Fein gewickelte Spule

In der technischen Anwendung bestehen Spulen oft aus sehr vielen (mehrere Hundert bis Tausend) und sehr dichten Wicklungen. Im Längsschnitt einer solchen Spule sind die einzelnen Drähte nur bei sehr genauem Hinsehen noch zu unterscheiden. Der Querschnitt sieht eher aus, wie zwei parallele Linien.

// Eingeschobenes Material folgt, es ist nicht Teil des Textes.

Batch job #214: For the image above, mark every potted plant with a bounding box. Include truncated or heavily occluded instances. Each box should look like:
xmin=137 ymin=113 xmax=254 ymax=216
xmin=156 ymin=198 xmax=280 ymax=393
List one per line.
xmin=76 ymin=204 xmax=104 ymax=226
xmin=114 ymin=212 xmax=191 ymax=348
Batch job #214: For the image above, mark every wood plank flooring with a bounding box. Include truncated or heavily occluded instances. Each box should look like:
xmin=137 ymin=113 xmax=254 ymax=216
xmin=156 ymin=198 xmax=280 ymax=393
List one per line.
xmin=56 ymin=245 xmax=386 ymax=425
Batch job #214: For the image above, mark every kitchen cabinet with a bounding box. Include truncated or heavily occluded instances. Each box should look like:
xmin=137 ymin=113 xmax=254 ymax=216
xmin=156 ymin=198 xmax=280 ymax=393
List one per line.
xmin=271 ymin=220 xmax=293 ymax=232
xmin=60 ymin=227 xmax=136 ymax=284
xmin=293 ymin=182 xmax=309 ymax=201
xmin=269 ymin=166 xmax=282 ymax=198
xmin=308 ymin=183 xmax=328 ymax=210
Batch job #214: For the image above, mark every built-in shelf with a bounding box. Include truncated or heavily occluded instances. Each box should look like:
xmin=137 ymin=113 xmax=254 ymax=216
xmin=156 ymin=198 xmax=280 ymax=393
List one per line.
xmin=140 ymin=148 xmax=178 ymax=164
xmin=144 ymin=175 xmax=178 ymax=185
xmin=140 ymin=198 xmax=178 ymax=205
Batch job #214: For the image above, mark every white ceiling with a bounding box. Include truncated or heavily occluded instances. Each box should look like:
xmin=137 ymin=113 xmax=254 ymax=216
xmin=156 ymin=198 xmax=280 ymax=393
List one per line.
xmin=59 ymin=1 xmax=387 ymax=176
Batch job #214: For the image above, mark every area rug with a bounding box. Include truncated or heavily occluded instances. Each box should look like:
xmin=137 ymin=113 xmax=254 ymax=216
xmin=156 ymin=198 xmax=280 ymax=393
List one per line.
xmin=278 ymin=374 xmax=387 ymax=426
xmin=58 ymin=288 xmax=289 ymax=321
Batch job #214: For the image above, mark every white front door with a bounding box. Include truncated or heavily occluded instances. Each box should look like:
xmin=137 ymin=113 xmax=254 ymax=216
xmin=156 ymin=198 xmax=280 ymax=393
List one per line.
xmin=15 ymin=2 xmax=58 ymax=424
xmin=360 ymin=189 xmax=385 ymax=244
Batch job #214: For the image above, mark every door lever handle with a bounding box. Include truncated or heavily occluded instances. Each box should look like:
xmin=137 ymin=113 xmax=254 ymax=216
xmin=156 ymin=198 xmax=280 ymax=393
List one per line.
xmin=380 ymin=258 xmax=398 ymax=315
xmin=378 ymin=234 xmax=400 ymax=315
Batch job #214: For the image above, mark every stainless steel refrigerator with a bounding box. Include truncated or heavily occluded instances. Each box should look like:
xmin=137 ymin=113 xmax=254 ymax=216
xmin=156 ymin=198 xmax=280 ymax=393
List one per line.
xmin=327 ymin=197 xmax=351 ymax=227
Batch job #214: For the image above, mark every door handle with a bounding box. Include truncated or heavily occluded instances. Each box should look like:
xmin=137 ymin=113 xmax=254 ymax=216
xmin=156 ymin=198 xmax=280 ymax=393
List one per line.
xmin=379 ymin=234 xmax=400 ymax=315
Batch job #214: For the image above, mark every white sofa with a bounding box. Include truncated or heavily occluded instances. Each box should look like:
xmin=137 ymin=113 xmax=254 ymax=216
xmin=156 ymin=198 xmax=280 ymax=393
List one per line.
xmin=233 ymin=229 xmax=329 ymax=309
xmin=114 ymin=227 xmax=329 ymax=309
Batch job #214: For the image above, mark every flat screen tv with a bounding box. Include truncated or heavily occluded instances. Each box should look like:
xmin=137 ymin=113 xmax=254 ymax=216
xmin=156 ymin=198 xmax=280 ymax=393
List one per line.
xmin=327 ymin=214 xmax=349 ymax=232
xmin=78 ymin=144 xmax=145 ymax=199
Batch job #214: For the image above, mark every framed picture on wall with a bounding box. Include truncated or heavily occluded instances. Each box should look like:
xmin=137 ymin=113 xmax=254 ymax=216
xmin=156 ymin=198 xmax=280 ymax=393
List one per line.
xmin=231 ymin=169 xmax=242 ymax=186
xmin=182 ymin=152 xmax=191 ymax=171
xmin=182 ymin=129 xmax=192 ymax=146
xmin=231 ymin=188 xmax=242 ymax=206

Diese werden von einer Gesamtstromstärke gleichen Betrages aber unterschiedlicher Richtung durchflossen.

Die folgenden Abbildungen zeigen den Vergleich zwischen den Spulenfeldern einer grob und einer fein gewickelten Spule. Bei der groben Spule sind noch die konzentrischen Feldlinien in unmittelbarer Nähe der Drähte zu erkennen.

Abb.1

Grob gewicklete Spule

Abb.2

Fein gewicklete Spule

Wir wollen folgende Besonderheiten des Spulenmagnetfelds festhalten:

  • Das Magnetfeld ist in der Mitte der Spule (d.h. entlang ihrer Längsachse) nahezu homogen.
  • Das Magnetfeld ähnelt außerhalb der Spule dem eines Stabmagneten. Aus diesem Grund wird dem Magnetfeld einer Spule oft ein Nord- und ein Südpol wie beim Stabmagneten zugeordnet.
  • Das Feld ist im Inneren der Spule sehr viel stärker als außen.

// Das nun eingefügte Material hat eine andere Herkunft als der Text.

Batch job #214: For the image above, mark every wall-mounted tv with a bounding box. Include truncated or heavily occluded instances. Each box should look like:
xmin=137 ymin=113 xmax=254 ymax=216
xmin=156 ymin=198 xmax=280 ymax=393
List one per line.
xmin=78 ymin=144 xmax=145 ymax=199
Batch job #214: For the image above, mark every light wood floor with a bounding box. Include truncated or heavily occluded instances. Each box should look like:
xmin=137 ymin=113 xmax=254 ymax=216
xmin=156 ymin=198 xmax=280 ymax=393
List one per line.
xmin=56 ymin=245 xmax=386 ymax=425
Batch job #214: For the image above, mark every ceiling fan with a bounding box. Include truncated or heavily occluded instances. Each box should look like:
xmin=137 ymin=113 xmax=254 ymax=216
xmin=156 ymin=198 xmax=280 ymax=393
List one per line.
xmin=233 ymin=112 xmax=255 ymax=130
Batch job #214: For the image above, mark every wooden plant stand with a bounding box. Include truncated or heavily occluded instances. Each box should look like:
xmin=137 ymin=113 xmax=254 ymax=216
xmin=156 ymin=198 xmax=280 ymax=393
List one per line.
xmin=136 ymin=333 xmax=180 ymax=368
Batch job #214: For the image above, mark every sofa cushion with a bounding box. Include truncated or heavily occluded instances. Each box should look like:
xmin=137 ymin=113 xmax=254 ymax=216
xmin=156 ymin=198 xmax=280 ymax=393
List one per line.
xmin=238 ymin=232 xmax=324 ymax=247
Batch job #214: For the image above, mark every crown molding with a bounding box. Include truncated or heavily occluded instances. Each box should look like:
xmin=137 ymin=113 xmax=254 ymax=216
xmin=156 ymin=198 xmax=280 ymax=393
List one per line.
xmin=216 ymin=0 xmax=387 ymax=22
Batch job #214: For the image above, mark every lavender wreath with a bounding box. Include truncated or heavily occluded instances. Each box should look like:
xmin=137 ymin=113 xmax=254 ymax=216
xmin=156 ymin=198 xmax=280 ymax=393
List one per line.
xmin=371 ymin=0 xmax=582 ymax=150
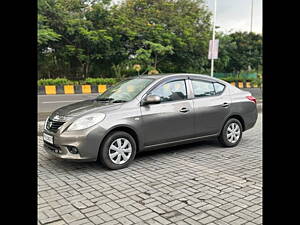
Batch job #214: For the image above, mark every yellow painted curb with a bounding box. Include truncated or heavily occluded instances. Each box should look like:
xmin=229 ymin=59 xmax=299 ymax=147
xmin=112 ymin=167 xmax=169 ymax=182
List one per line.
xmin=64 ymin=85 xmax=75 ymax=94
xmin=81 ymin=85 xmax=92 ymax=94
xmin=98 ymin=84 xmax=106 ymax=93
xmin=45 ymin=85 xmax=56 ymax=95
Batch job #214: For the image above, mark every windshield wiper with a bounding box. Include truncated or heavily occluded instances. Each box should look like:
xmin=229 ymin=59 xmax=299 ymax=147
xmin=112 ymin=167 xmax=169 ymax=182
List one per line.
xmin=112 ymin=99 xmax=127 ymax=103
xmin=96 ymin=98 xmax=114 ymax=102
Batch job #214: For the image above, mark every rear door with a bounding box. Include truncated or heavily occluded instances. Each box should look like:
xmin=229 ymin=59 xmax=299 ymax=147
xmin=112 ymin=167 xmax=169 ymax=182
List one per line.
xmin=141 ymin=79 xmax=194 ymax=146
xmin=189 ymin=79 xmax=231 ymax=136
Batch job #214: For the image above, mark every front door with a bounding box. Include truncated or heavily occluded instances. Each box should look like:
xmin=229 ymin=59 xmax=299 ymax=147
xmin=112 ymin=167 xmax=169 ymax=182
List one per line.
xmin=191 ymin=80 xmax=231 ymax=136
xmin=141 ymin=79 xmax=194 ymax=146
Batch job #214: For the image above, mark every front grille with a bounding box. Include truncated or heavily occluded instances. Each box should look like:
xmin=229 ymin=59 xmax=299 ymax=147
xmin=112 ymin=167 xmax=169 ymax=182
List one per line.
xmin=44 ymin=141 xmax=62 ymax=154
xmin=46 ymin=119 xmax=65 ymax=133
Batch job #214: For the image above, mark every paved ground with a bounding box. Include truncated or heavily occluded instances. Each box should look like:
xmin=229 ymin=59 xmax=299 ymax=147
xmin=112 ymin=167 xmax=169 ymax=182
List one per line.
xmin=38 ymin=91 xmax=262 ymax=121
xmin=38 ymin=114 xmax=262 ymax=225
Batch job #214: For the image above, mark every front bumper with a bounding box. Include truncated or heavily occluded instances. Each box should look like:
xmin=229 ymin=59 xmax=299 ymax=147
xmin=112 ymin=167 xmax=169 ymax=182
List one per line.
xmin=44 ymin=123 xmax=106 ymax=161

Die Spule stellt also einen elektrischen Magneten oder Elektromagneten dar. Die Vorteile der Spule gegenüber einem Permanentmagneten (z.B. Stabmagnet) sind folgende:

Durch entsprechendes Regeln des elektrischen Stroms lässt sich das Magnetfeld des Elektromagneten

  • beliebig ein- und ausschalten,
  • umpolen
  • und in der Stärke beliebig variieren.

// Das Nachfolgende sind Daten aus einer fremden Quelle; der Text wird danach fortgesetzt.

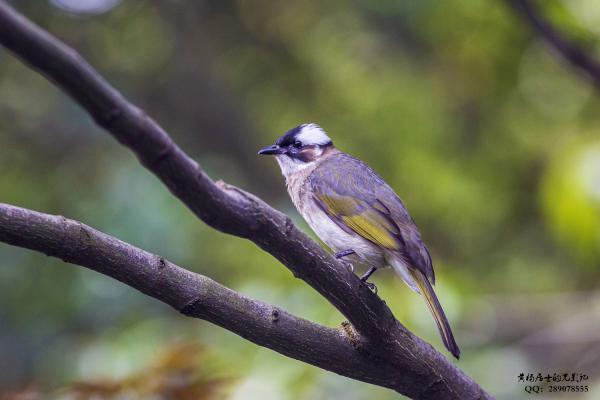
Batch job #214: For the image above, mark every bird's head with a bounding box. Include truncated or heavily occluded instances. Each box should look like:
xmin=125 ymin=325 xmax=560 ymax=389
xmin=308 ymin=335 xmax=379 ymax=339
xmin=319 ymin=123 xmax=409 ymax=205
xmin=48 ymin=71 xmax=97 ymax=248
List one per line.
xmin=258 ymin=124 xmax=333 ymax=177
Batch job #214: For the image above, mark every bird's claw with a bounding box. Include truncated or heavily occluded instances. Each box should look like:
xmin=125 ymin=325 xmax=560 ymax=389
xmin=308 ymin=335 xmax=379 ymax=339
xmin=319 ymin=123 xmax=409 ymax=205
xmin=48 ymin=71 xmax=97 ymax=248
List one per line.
xmin=360 ymin=279 xmax=377 ymax=294
xmin=342 ymin=261 xmax=354 ymax=273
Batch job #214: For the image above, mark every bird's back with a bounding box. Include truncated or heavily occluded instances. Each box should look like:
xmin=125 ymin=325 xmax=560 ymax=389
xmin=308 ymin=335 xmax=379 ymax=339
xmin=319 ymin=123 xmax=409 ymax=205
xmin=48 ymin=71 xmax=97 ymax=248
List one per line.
xmin=307 ymin=151 xmax=435 ymax=284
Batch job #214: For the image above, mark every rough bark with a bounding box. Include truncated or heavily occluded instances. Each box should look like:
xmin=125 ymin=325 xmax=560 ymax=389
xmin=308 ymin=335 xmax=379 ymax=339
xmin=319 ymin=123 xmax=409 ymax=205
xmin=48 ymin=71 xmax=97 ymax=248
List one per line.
xmin=0 ymin=1 xmax=490 ymax=399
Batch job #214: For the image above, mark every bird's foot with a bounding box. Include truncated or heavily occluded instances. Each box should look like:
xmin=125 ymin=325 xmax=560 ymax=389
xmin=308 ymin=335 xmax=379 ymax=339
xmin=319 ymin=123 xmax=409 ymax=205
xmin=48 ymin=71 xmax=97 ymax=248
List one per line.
xmin=360 ymin=279 xmax=377 ymax=294
xmin=333 ymin=249 xmax=356 ymax=273
xmin=360 ymin=267 xmax=377 ymax=294
xmin=340 ymin=261 xmax=354 ymax=273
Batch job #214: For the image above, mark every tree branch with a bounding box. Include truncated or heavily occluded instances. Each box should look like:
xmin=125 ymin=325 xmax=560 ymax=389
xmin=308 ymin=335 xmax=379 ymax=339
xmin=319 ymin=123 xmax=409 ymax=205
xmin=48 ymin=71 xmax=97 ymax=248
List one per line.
xmin=506 ymin=0 xmax=600 ymax=89
xmin=0 ymin=203 xmax=397 ymax=385
xmin=0 ymin=1 xmax=489 ymax=399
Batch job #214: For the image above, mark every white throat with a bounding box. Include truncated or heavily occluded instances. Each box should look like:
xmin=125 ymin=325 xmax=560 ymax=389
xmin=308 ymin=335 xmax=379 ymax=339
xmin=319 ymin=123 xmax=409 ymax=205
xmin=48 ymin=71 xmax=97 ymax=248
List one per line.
xmin=275 ymin=154 xmax=315 ymax=179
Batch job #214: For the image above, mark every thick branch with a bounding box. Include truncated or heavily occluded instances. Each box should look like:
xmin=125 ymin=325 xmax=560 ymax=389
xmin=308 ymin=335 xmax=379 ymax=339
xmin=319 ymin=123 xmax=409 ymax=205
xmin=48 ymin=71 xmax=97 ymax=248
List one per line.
xmin=506 ymin=0 xmax=600 ymax=89
xmin=0 ymin=203 xmax=398 ymax=385
xmin=0 ymin=1 xmax=487 ymax=399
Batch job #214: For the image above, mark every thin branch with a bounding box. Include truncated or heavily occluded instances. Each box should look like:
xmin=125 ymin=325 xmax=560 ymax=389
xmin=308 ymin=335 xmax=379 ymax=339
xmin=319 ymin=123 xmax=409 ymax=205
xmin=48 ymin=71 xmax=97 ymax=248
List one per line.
xmin=0 ymin=1 xmax=489 ymax=399
xmin=506 ymin=0 xmax=600 ymax=89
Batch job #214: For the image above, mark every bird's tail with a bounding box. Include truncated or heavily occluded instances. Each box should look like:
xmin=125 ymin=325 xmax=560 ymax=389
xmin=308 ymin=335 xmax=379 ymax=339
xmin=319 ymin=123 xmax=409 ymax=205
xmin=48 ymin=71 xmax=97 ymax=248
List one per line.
xmin=408 ymin=267 xmax=460 ymax=359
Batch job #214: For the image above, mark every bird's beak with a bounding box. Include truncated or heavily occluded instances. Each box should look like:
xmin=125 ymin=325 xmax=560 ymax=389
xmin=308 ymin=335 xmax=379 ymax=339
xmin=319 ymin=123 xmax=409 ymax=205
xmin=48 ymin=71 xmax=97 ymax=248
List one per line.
xmin=258 ymin=144 xmax=286 ymax=155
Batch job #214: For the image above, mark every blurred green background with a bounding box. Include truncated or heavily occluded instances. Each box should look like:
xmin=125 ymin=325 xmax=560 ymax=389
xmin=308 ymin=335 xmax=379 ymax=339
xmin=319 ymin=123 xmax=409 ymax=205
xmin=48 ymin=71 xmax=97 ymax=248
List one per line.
xmin=0 ymin=0 xmax=600 ymax=400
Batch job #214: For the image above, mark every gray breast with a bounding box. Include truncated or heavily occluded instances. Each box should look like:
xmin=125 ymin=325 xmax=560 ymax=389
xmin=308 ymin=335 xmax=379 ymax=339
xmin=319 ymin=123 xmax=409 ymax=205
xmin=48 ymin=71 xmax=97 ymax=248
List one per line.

Der Zusammenhang zwischen Stromstärke und Magnetfeldstärke der Spule wird im nächsten Abschnitt genauer behandelt.

Abb.3

Elektromagnet. Ist die Spule ausgeschaltet, zeigt der Kompass in Richtung des Erdmagnetfelds. Ist die Spule eingeschaltet, zeigt der Kompass in Richtung des stärkeren Spulenmagnetfelds.